PRES management is mostly symptomatic, with blood pressure and seizure management being essential components [4]. When secondary to cytotoxic medications, such as chemotherapy, it is still controversial whether tapering off or suddenly discontinuing chemotherapy is beneficial. One study compared three interventions after tacrolimus-induced PRES in pediatric patients: one group continued taking the same dose of tacrolimus, the second group discontinued the treatment altogether, and the third group was switched to another agent. No differences in mortality were identified [13]. Further studies are needed to identify if a similar scenario occurs in patients receiving chemotherapy.

Despite its name, PRES is not always fully reversible, and long-lasting sequelae can persist in 10–20% of patients [14]. The prognosis is usually favorable, and most of the patients fully recover. In our patient, mortality was likely driven by the development of bacteremia, septic shock, and progressive renal failure rather than a neurological etiology.

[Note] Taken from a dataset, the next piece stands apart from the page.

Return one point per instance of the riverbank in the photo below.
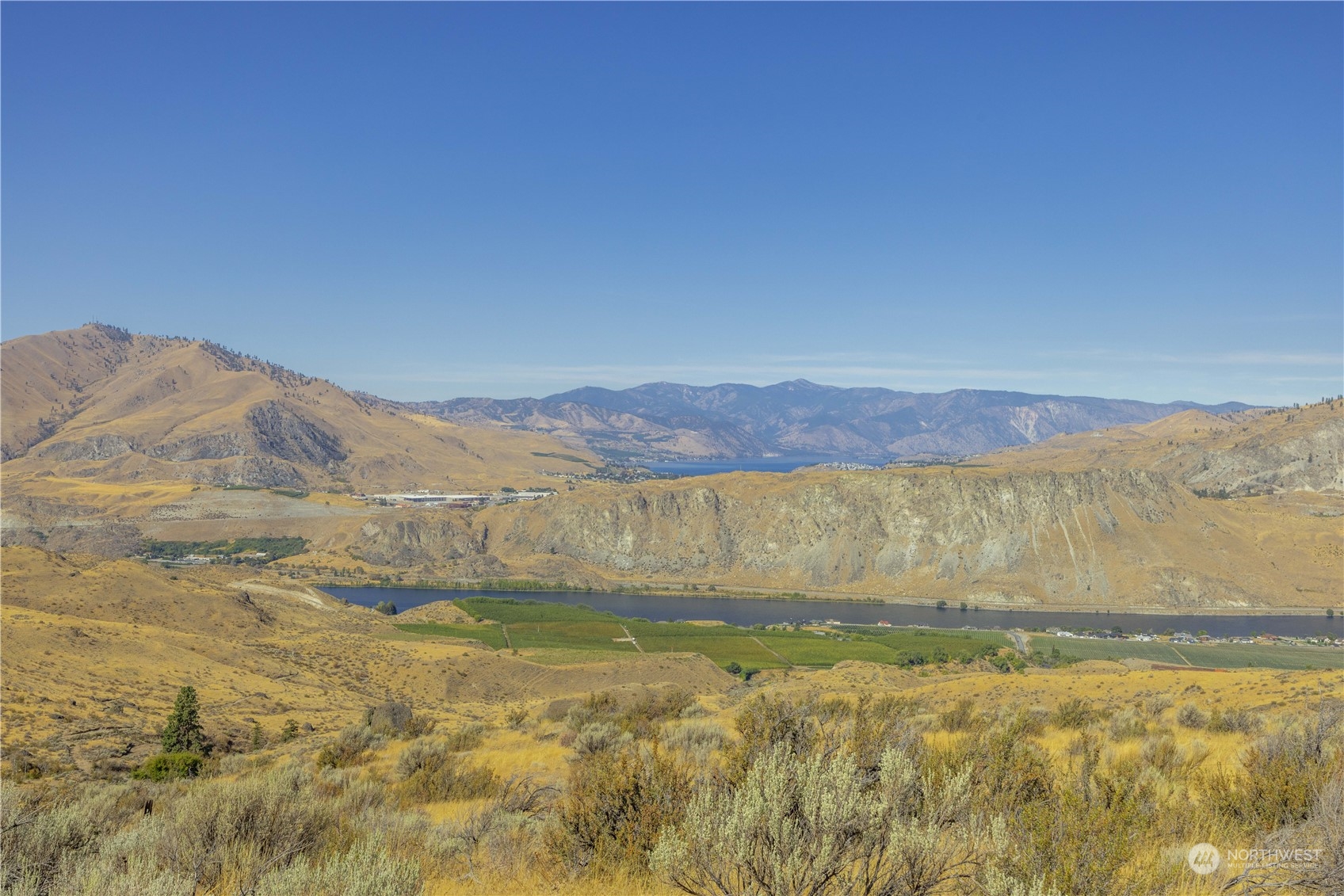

To our knowledge, this report represents the first description of DA R-EPOCH combination chemotherapy associated with PRES. In addition to the chemotherapy, the patient also had progressively worsening acute kidney injury and sepsis as risk factors, which may have increased the likelihood of developing this neurological condition and further deterioration leading to death. More research is required to identify the incidence and the strength of association of PRES with various chemotherapy regimens, especially DA R-EPOCH, and to delineate the populations at risk. Clinicians should be aware of the possible association between chemotherapy and PRES to ensure early recognition and timely treatment.